There she became the chief of the Career Criminal Division, supervising five other attorneys, where she prosecuted homicide, burglary, robbery, and sexual assault cases – particularly three-strikes cases. In August 2000, Harris took a job at San Francisco City Hall, working for city attorney Louise Renne. Harris ran the Family and Children’s Services Division representing child abuse and neglect cases. Renne endorsed Harris during her D.A. campaign. 

In 2002, Harris ran for District Attorney of San Francisco, running a “forceful” campaign and differentiating herself from Hallinan by attacking his performance. Harris won the election with 56 percent of the vote, becoming the first person of color elected as district attorney of San Francisco. She ran unopposed for a second term in November 2007. 

Within the first six months of taking office, Harris cleared 27 of 74 backlogged homicide cases. Harris also pushed for higher bail for criminal defendants involved in gun-related crimes, arguing that historically low bail encouraged outsiders to commit crimes in San Francisco. SFPD officers credited Harris with tightening the loopholes defendants had used in the past. During her campaign, Harris pledged never to seek the death penalty, and kept to this in cases of a San Francisco Police Department officer, Isaac Espinoza, who was shot and killed in 2004; and of Edwin Ramos, an illegal immigrant and alleged MS-13 gang member who was accused of murdering a man and his two sons in 2009. 

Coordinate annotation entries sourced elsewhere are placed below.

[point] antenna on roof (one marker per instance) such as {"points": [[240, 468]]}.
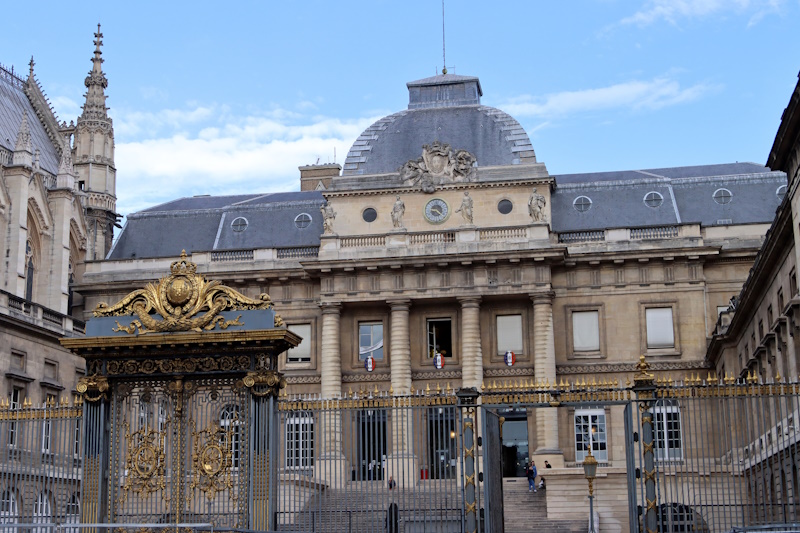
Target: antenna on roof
{"points": [[444, 57]]}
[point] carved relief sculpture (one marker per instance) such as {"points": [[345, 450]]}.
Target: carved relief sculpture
{"points": [[439, 164], [466, 208], [185, 301], [536, 205], [398, 210]]}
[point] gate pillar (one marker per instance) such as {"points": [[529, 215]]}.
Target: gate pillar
{"points": [[644, 387], [467, 403], [94, 391]]}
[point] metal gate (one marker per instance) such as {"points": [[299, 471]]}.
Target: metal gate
{"points": [[180, 455]]}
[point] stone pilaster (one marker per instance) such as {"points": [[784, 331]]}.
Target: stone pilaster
{"points": [[331, 364], [400, 347], [471, 353], [544, 360]]}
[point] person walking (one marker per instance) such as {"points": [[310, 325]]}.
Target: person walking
{"points": [[532, 477]]}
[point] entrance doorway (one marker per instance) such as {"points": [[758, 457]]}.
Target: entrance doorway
{"points": [[515, 442]]}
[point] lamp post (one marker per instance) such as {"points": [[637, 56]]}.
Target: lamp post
{"points": [[590, 471]]}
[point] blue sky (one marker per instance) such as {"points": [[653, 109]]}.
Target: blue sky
{"points": [[215, 98]]}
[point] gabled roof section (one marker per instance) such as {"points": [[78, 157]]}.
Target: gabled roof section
{"points": [[14, 103]]}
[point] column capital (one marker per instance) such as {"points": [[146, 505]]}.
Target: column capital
{"points": [[331, 308], [539, 298], [399, 303], [469, 301]]}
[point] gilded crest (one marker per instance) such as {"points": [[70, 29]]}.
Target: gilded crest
{"points": [[185, 301]]}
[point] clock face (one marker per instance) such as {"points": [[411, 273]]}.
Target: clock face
{"points": [[437, 211]]}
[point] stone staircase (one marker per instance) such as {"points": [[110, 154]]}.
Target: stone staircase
{"points": [[526, 512]]}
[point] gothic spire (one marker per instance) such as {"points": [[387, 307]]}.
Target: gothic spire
{"points": [[96, 82]]}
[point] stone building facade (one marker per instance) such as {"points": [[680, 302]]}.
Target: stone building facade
{"points": [[57, 209], [443, 244]]}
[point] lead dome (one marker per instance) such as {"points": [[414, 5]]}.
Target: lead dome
{"points": [[445, 108]]}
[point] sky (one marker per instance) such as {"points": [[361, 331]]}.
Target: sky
{"points": [[231, 97]]}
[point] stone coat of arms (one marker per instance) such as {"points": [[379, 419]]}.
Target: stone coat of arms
{"points": [[438, 165]]}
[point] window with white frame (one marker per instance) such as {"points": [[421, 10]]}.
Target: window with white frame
{"points": [[231, 424], [302, 352], [667, 430], [660, 332], [8, 507], [370, 340], [299, 440], [586, 331], [590, 434], [509, 334]]}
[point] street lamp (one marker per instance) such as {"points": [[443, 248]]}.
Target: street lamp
{"points": [[590, 471]]}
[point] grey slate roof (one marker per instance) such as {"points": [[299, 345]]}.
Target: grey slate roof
{"points": [[688, 197], [492, 136], [13, 103], [204, 223]]}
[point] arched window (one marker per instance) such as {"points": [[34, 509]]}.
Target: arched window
{"points": [[29, 270], [230, 423], [8, 507]]}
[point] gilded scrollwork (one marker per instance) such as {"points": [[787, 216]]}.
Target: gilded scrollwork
{"points": [[212, 460], [145, 463], [184, 300]]}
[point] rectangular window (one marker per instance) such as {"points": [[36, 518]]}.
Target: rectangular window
{"points": [[586, 331], [509, 334], [47, 426], [15, 402], [660, 333], [299, 440], [440, 337], [18, 360], [370, 340], [667, 431], [51, 370], [301, 353], [590, 434]]}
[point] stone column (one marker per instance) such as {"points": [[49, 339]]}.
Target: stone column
{"points": [[544, 361], [331, 466], [402, 462], [400, 347], [471, 353], [331, 364]]}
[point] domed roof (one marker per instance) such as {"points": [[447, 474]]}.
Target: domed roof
{"points": [[444, 108]]}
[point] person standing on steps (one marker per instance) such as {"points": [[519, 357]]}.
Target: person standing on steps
{"points": [[532, 476]]}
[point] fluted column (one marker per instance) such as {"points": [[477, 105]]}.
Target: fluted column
{"points": [[400, 347], [544, 361], [471, 353], [331, 365]]}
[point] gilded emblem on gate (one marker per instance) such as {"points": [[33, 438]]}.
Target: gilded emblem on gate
{"points": [[185, 301]]}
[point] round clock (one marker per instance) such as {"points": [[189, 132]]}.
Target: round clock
{"points": [[437, 211]]}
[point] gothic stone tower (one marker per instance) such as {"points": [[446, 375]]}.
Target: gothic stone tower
{"points": [[94, 159]]}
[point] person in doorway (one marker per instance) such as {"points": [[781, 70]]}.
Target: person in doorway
{"points": [[532, 477]]}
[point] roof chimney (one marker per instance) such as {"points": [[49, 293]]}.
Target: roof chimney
{"points": [[317, 177]]}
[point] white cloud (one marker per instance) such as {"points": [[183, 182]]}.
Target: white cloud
{"points": [[650, 94], [201, 151], [673, 11]]}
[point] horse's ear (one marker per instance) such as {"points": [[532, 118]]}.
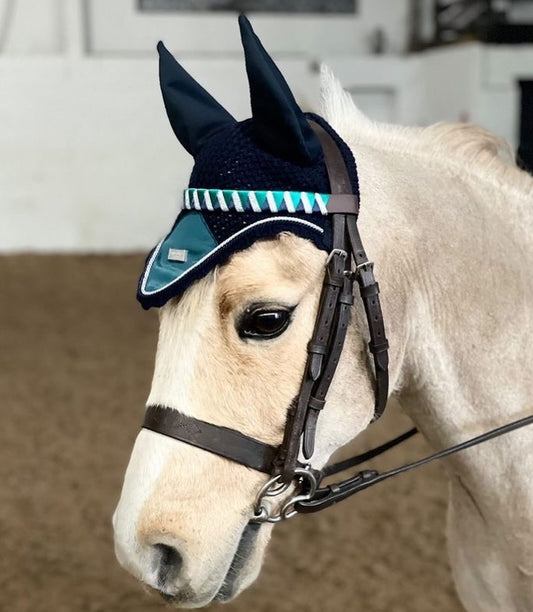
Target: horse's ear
{"points": [[279, 124], [193, 113]]}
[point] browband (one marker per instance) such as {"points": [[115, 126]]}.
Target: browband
{"points": [[326, 344]]}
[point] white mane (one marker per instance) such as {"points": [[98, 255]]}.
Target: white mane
{"points": [[472, 148]]}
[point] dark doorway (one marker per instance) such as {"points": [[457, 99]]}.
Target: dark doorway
{"points": [[525, 148]]}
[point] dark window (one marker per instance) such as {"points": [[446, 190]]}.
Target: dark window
{"points": [[264, 6]]}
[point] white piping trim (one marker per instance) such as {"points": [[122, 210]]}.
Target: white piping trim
{"points": [[271, 202], [196, 200], [308, 207], [221, 201], [289, 205], [253, 202], [207, 200], [237, 202], [211, 253]]}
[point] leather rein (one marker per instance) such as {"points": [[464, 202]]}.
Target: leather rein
{"points": [[346, 264]]}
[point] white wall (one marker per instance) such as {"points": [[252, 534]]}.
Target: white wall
{"points": [[89, 163]]}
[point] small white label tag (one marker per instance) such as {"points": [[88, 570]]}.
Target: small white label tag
{"points": [[177, 255]]}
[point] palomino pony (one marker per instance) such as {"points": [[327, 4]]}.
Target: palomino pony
{"points": [[448, 221]]}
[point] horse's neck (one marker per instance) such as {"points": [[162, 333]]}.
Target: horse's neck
{"points": [[453, 257]]}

Harris created a Hate Crimes Unit, focusing on hate crimes against LGBT children and teens in schools, and supported A.B. 1160, the Gwen Araujo Justice for Victims Act. As District Attorney, Harris created an environmental crimes unit in 2005. Harris expressed support for San Francisco’s sanctuary city policy of not inquiring about immigration status in the process of a criminal investigation.